Energieeffizienz, Urbanisierung, Digitalisierung
Strategisch spielen dem Industrieunternehmen drei Megatrends in die Karten: Energieeffizienz, Urbanisierung und Digitalisierung. Zu dieser Digitalisierung gehören Rechenzentren und die zunehmende Verbreitung von künstlicher Intelligenz (KI). Um an diesem Wachstum zu partizipieren, hat Belimo das Thema Rechenzentren als neue strategische Initiative aufgenommen.
In diesem Segment ist man bereits heute sehr erfolgreich in den USA unterwegs. In der Marktregion Nord- und Südamerika wuchs Belimo in Lokalwährungen um satte 19,8 Prozent. Hier habe man «den Ruf als Partner für anspruchsvolle High-End-Anwendungen» gefestigt, schreibt Belimo in einer Medieninformation. Und das nicht nur im traditionellen Geschäft mit Neu- und Umbauten von Immobilien, sondern auch bei führenden Chip-Designern. Dort sind die innovativen Kühlungslösungen von Belimo sehr gefragt.
Ein Freizeitpark voller Belimo-Technik
Mittlerweile ist Nord- und Südamerika mit einem Anteil von 46 Prozent die umsatzstärkste Marktregion von Belimo. Als Beispiel für die starke Stellung in den USA sei der Themenpark Universal Epic Universe genannt, der im Mai in Orlando (Florida) eröffnet wird: Die insgesamt 75 Gebäude (oder «Attractions») im riesigen Park sind allesamt mit Technik aus Hinwil ausgerüstet.
Im eigentlichen «Heimmarkt» Europa, Nahost und Afrika erzielte Belimo ein solides Umsatzwachstum von 5,9 Prozent in lokalen Währungen. Das Wachstum wurde vom allgemein gedämpften Marktumfeld beeinflusst, insbesondere im gewerblichen Neubau und in Deutschland. Die vom Umsatz betrachtet kleinste Marktregion Asien-Pazifik wuchs um 14,6 Prozent.

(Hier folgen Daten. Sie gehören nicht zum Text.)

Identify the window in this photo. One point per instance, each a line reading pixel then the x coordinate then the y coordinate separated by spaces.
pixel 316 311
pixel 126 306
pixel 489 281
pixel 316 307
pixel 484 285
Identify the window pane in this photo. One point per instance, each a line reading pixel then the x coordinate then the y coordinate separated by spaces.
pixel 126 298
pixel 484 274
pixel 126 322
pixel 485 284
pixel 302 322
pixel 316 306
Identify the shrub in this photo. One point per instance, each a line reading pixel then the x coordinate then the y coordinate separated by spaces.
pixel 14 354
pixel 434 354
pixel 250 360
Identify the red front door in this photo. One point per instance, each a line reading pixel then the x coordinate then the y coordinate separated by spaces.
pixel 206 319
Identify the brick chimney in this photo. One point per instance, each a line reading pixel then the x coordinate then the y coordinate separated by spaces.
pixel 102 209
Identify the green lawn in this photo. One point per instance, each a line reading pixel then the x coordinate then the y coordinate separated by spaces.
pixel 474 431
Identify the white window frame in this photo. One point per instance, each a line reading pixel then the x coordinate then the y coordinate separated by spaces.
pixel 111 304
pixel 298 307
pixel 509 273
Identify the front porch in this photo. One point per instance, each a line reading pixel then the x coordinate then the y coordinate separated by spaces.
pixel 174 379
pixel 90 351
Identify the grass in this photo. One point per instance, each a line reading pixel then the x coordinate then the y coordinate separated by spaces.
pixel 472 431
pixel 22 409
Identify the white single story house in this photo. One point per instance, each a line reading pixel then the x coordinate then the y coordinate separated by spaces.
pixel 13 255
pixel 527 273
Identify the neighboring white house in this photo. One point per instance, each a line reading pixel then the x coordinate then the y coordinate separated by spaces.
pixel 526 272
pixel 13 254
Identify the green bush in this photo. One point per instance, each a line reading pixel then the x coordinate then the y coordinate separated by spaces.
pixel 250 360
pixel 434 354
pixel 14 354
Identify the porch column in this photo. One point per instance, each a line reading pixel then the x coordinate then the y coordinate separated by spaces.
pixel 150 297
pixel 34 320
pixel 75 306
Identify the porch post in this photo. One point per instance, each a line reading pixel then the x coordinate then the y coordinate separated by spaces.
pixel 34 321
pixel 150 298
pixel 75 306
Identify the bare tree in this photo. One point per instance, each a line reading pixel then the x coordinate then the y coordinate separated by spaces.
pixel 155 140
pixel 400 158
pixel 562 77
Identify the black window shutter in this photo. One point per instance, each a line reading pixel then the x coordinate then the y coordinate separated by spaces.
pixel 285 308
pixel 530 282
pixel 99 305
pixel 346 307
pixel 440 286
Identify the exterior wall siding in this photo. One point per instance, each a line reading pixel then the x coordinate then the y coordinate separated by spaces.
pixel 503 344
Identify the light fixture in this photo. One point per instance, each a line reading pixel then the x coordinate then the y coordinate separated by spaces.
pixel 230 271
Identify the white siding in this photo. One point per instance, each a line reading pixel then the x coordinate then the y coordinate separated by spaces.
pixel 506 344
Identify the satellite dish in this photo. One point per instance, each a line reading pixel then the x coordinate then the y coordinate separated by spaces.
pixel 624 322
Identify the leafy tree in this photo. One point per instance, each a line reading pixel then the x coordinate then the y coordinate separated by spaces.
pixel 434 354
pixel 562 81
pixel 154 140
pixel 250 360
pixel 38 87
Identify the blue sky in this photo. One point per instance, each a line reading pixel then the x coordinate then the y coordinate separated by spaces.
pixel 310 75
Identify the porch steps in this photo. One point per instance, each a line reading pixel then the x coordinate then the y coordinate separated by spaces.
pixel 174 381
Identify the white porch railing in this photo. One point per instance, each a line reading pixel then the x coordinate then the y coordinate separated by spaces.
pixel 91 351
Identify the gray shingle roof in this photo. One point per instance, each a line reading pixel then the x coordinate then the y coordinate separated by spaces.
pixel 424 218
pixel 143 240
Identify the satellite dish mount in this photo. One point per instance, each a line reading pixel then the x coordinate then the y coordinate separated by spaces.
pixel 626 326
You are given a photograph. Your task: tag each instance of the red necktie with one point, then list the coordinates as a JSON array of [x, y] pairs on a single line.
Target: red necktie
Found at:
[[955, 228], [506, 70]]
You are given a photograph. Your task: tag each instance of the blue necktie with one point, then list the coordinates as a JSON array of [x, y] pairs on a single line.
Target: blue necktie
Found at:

«Ein Feuerwerk an neuen Produkten»
2024 habe man verschiedene Produkte erfolgreich am Markt lanciert, schreibt Belimo und nennt eine Drosselklappe für Hochleistungsanwendungen und eine App, die den Belimo-Kunden das Leben erleichtern soll. Vor allem aber befänden sich viele neue Projekte in der Pipeline. An der Medienkonferenz versprach Lars van der Haegen ein «Feuerwerk an neuen Produkten» fürs laufende Jahr.
Entsprechend zuversichtlich blickt man in Hinwil aufs noch junge Geschäftsjahr. Für 2025 rechnet das Unternehmen mit einer anhaltenden Nachfrage nach seinen Geräten sowohl im Neubau als auch bei der Renovation bestehender Bauten. Belimo erwartet, dass sich die Nachfrage im Markt für Rechenzentren weiter beschleunigen wird. Das Umsatzwachstum werde voraussichtlich leicht über dem Fünfjahresdurchschnitt liegen. Damit dürfte Belimo im laufenden Jahr die Umsatzmilliarde knacken. Die Ebit-Marge soll innerhalb der kommunizierten Bandbreite von 18 bis 20 Prozent bleiben.